Bert Hellinger (1925-2019) Aile dizimi kavramının kurucusu ve dünyaya tanıtan psikoterapist Bert Hellinger’in “para” üzerine konuşması:
Bugün para hakkında konuşacağız. Bazılarınız şaşırabilir, benim için para kutsal bir şeydir. Günümüzde para olmadan yaşayabilir miyiz? Bizi hayatta tutar. Tanrı hediyesidir. Üzerinde çok düşündüm. Bu vesile ile para hakkında birçok şey söyleyeceğim.
Para,güçtür. Bir şeyi etkiler. Başarılı gitmiş bir hizmetin önünden gider. Hizmet ne kadar üst seviye ise, hizmet karşılığı para o kadar güçlü gelir. Verilen hizmetin değerine karşılık daha düşük para gelirse, değerini saklı tutar, ancak gücü azalır. Karşılığında verilen hizmetin ötesine geçerse yine güçten düşer. Bu, gitmek istemesinden kendini gösterir. Kalmaz ve kalamaz. Para ile bir şeyler yapacağımıza veya bir hizmet için harcayacağımıza parayı sakladığımız zaman için de aynı şey geçerlidir.
Para, bizim veya başkalarının hayatına hizmet edenlerden bağımsız olarak aktığı zaman gerçek bir değeri olmayan rakamlar geriye kalır. Paraya sahip olandan kişisel bir hizmet talebi olursa, başkalarının zararına ellerinden alınmazsa, başkalarının veya kendimizin yararına hizmet etmek üzere harcandığı veya bağışlandığı taktirde rakamlardan öteye geçerek kendi değerini geri kazanır.
Bir hizmet yerine borç alınmış para kaybolur. Güç kaybederek kaybolur. Para, hizmet ve ücret karşılığı çemberinde/dolaşımda döner. Yeni hizmet ve yeni ücret. Bu dolaşımda her ikisi de gelişir.

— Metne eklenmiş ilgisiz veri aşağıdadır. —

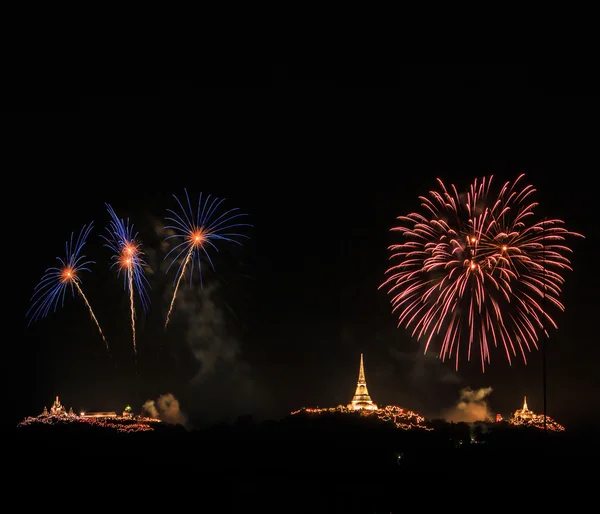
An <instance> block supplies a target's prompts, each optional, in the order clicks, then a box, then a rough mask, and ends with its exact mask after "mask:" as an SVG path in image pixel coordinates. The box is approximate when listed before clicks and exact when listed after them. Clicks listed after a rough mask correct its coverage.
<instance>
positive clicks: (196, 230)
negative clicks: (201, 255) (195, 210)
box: [188, 228, 206, 247]
mask: <svg viewBox="0 0 600 514" xmlns="http://www.w3.org/2000/svg"><path fill="white" fill-rule="evenodd" d="M188 241H189V242H190V244H192V245H193V246H195V247H199V246H202V244H203V243H204V241H206V231H205V230H204V228H198V229H196V230H194V231H192V232H190V235H189V236H188Z"/></svg>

Tersi, hizmet olmadan ve hizmet almadan borç verilen parada, benzer bir dolaşım baş gösterir. Burada bir kayıptan diğer kayba gider. Bereketli olan kaybolur. Cenneten geriye, dünyaya döner. Paraya önem verenden kendini uzak tutar. Para olmadan kendini güçlü değil zayıf hisseder ve fakir kalır. Kim ki yeterli olduğu için az para ile geçinebilirse bu kişilerin hayatında kalır. İhtiyacı olunca gelir. Bir güç olarak kalır. Paraya değer veren onu özgür bırakabilir. Uzun bir tasmada tuttuğu köpek gibidir. Ona ihtiyacı olana ihtiyaç halinde çağrıldığı zaman severek geri gelir.
Bazen para kendisini geri çeker. Örneğin bize sevgi ile sunulan bir hizmeti görmezden gelirsek, öncelikle ailemizin hizmetleri gibi.Bu hizmeti görürsek ve değer verirsek,biz de bizim hizmetlerimizin karşılıklarını görürüz. Başkalarının, çoğunlukla karşılıksız, bize verdiği hizmetleri görürsek hem onlara hem bize karşılığı gelir. Yorgunluğa bakmadan saygımızın karşılığında daha çok hizmet ederler. Saygımız olmadan hizmet gelmez.
Tüm para bu dünyada gelir ve burada kalır. Bizi aşan diğer dünyada farklı bir değer birimi geçerlidir. Parayı iyi bir şekilde alır ve iyi bir şekilde bırakırsak, bu dünyadaki para diğer dünyamızdaki değer birimini etkiler. Vaktimiz dolunca ardımızda kalacaktır. Hizmetini vermiştir.
Soru şudur ki: Kimin için ve ne için geride kalır? Bizden sonra paraya sahip olacak olanın parayı tutacak gücü var mıdır? Beraberinde getireceği bir hizmetin karşılığı mıdır? Yoksa bir hediye olacağına aşağı çeken bir yük haline mi gelecektir?
Bu düşüncelerin sonucunda nereye varılabilir? Para, başka bir yerden gönderilmiş bir haberci gibi davranır. Onunla bir şeyler yapabilmek için onu kazanmamızı, sonra da zamanı gelince bırakmamızı ister. Sonucu ne olursa olsun bize başka bir yerden gelen mesajı ve efendisinin hizmetinde bizden neleri istediğine dikkat ederiz. Seçim ve yapabilme iznimiz yoktur. Tanrıdan gelen bir vahiy gibi paramızı kullanırız. Bizden beklentileri ve talepleri doğrultusunda paramız ile uyum içinde oluruz. Bu vahiy ile uyum içinde olarak paramızı kullanış şeklimiz Tanrı’ya ve yaşayan birçok varlığa hizmet haline gelir. Sevgi ile hizmet.